By Joe Anuta
The most high-profile development projects in the borough are happening in one of the most unlikely of places: Flushing Meadows Corona Park.
The Bloomberg administration via its quasi-public agency — the city Economic Development Corp. — is shepherding three projects through the land-review process that occupy portions of Flushing Meadows.
The United States Tennis Association is attempting to expand the lease of its Billie Jean King National Tennis Center by 0.68 acres to accommodate renovations, including a new stadium, refurbished courts and increased retail capacity.
Related Cos., a Manhattan development firm, and Sterling Equities, the real estate arm of the New York Mets, are hoping to carry part of the Willets Point redevelopment plan passed in 2008 by the City Council. The Iron Triangle itself is not part of Flushing Meadows, but the development partners have proposed an addendum to the project: a 1.4-million-square-foot mall on parkland currently leased to the Mets. That land currently exists as a Citi Field parking lot.
Finally, Major League Soccer and the city have been quietly hashing out an agreement to site a 25,000-seat stadium within Flushing Meadows. But in a surprise move, the owners of a new franchise announced they are exploring other locations throughout the city, even though MLS would prefer to be in Queens.
Several civic groups have expressed concern about the combined impact the three developments will have on the borough’s already-clogged transit infrastructure.
Critics point to existing bumper-to-bumper traffic on the Van Wyck Expressway, a key artery to the park, and the unlikely scenario the city can reduce traffic tie-ups outside the immediate area of the developments, though many traffic flow improvements are in the works at intersections around the park.
But two of the projects — the Willets Point development and the USTA expansion — have already completed extensive studies about the impact of their projects. Both projects used the same consultant, AKRF, and came to the same conclusion that even with all three projects built at the same time there would not be a catastrophic effect on traffic in Queens.
At the outset, only MLS had proposed to replace any of the greenspace taken up by its soccer stadium project.
Because much of Flushing Meadows is under federal regulations that require parkland replacement, MLS would be required to locate replacement greenspace roughly equivalent to the amount it might take up.
Mayor Michael Bloomberg recently suggested at a news conference that the league would pump money into the site of Flushing Airport in College Point, which would be roughly equivalent in size but much less accessible by public transportation. This was before the new franchise widened the portfolio of possible real estate sites.
The USTA and the city Parks Department recently responded to public insistence that parkland be replaced.
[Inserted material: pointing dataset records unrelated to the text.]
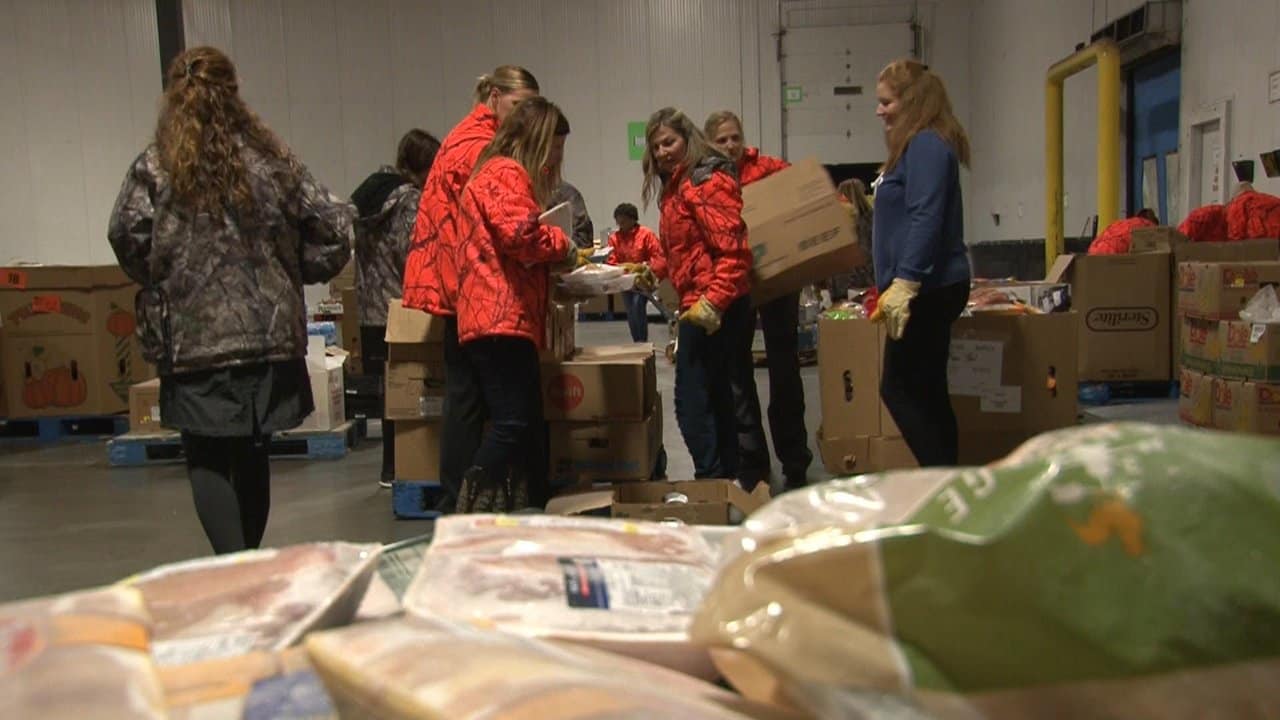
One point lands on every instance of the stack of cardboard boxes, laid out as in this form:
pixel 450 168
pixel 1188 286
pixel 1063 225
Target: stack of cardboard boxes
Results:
pixel 1011 376
pixel 1230 368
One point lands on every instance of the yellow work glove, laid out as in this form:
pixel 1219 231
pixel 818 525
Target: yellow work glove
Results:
pixel 895 306
pixel 703 314
pixel 645 279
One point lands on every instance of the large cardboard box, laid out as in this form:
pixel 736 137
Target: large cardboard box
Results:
pixel 617 382
pixel 1220 290
pixel 1196 399
pixel 693 502
pixel 415 364
pixel 799 231
pixel 1201 343
pixel 1011 377
pixel 328 390
pixel 850 354
pixel 69 347
pixel 1249 350
pixel 417 450
pixel 606 451
pixel 145 406
pixel 1123 304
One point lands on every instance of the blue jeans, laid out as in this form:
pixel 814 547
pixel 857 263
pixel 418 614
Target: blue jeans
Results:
pixel 638 315
pixel 705 367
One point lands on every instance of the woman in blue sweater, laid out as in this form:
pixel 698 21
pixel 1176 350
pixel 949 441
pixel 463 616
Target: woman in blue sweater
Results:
pixel 922 265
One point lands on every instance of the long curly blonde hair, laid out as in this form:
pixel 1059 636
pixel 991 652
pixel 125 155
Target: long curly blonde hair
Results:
pixel 204 124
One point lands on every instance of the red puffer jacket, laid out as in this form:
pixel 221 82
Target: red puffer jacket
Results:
pixel 704 235
pixel 753 165
pixel 503 255
pixel 1118 237
pixel 638 245
pixel 430 272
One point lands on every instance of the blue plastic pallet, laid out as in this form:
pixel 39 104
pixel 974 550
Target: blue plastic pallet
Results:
pixel 72 427
pixel 415 500
pixel 131 450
They performed a land swap on paper — transferring a portion of Flushing Meadows within the USTA’s current lease back to the city — but park users would never have noticed since access to and use of the 1.5 acres will remain the same.
The proposed 32-acre Willets Point mall is on land the city maintains was already leased away to the Mets in 1961 via a state law. The legislation is still on the books, and the city Law Department maintains it gives Sterling and Related the right to build the mall via a sublease. This means no parkland has to be replaced and no public review process is necessary — a position that has generated much controversy in the community.
The developers still have to navigate the city’s review process, however, because they need to transfer parking from the proposed mall’s footprint to the Willets Point redevelopment plan.